# What Would Be Germany's "Mighty Handful" or "Les Six"



## haydnguy (Oct 13, 2008)

I've always been intrigued by these groups but never stopped to think who might be roughly equivalent from Germany. Does anyone know of a loosely woven group that might fit the bill? Dimace?


----------



## Littlephrase (Nov 28, 2018)

Second Viennese School, maybe? As long as their being Austrian doesn’t make a difference.


----------



## haydnguy (Oct 13, 2008)

That's a good point. Some say Les Six was a reaction to the new music coming out of Germany, etc.


----------



## flamencosketches (Jan 4, 2019)

Littlephrase1913 said:


> Second Viennese School, maybe? As long as their being Austrian doesn't make a difference.

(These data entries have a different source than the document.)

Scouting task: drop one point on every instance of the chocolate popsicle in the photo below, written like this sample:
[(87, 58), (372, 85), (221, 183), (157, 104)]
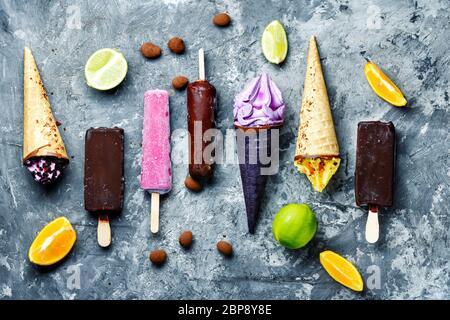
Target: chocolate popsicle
[(375, 170), (201, 100), (103, 176)]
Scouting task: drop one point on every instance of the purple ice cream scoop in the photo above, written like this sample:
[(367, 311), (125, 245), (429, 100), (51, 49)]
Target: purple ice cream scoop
[(45, 170), (260, 104)]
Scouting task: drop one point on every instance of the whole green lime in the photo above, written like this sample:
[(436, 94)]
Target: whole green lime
[(294, 225)]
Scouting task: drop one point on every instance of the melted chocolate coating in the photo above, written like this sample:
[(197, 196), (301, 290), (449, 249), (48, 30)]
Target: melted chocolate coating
[(375, 157), (103, 170), (201, 101)]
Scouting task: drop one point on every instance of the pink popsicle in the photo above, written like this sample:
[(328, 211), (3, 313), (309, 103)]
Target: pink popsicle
[(156, 175)]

:lol: They can be the Austrian Mighty Handful... now who for Germany?


----------



## paulbest (Apr 18, 2019)

haydnguy said:


> I've always been intrigued by these groups but never stopped to think who might be roughly equivalent from Germany. Does anyone know of a loosely woven group that might fit the bill? Dimace?


Wagner,,,well Ok, bach, there, happy now
back to my original ideas,,now that the Bachians are happy.

Wagner
Hartmann
Schnittke,,,well he is Russian with Germanic roots. 
= disqualified. 
Henze.

The Mighty Three.

No, 2nd Viennese is Austrian, not german.


----------



## elgar's ghost (Aug 8, 2010)

The musical associates of the _Novembergruppe_, maybe? As I'm not an art buff I know next to nothing about it apart from everyone involved being motivated by left-wing politics - it may have ended up becoming more of a loose confederation than anything else but it does seem to have included at some point Kurt Weill, George Antheil, Hanns Eisler and Stefan Wolpe.


----------



## EdwardBast (Nov 25, 2013)

Bach-Haydn-Mozart-Beethoven . But seriously: There is no Germanic equivalent. The Five and Six are defined by their eccentric position with respect to the German mainstream and by the incorporation of nationalist elements. Germanic elements are already baked into and define the central tradition, so the question doesn't make sense.


----------



## RICK RIEKERT (Oct 9, 2017)

If you prefer a definite number there is the Gruppe 8 founded in the late sixties and associated with the modern Cologne School composers influenced by Stockhausen and others. They are Georg Kröll, Heinz Martin Lonquich, York Höller, Manfred Niehaus, Hans Ulrich Humpert, Rolf Riehm, Peter Michael Braun, and Bojidar Dimov. The Cologne School itself included Herbert Brün, Helmut Lachenmann, Gottfried Michael Koenig, Mauricio Kagel, Walter Zimmermann, and Herbert Eimert.


----------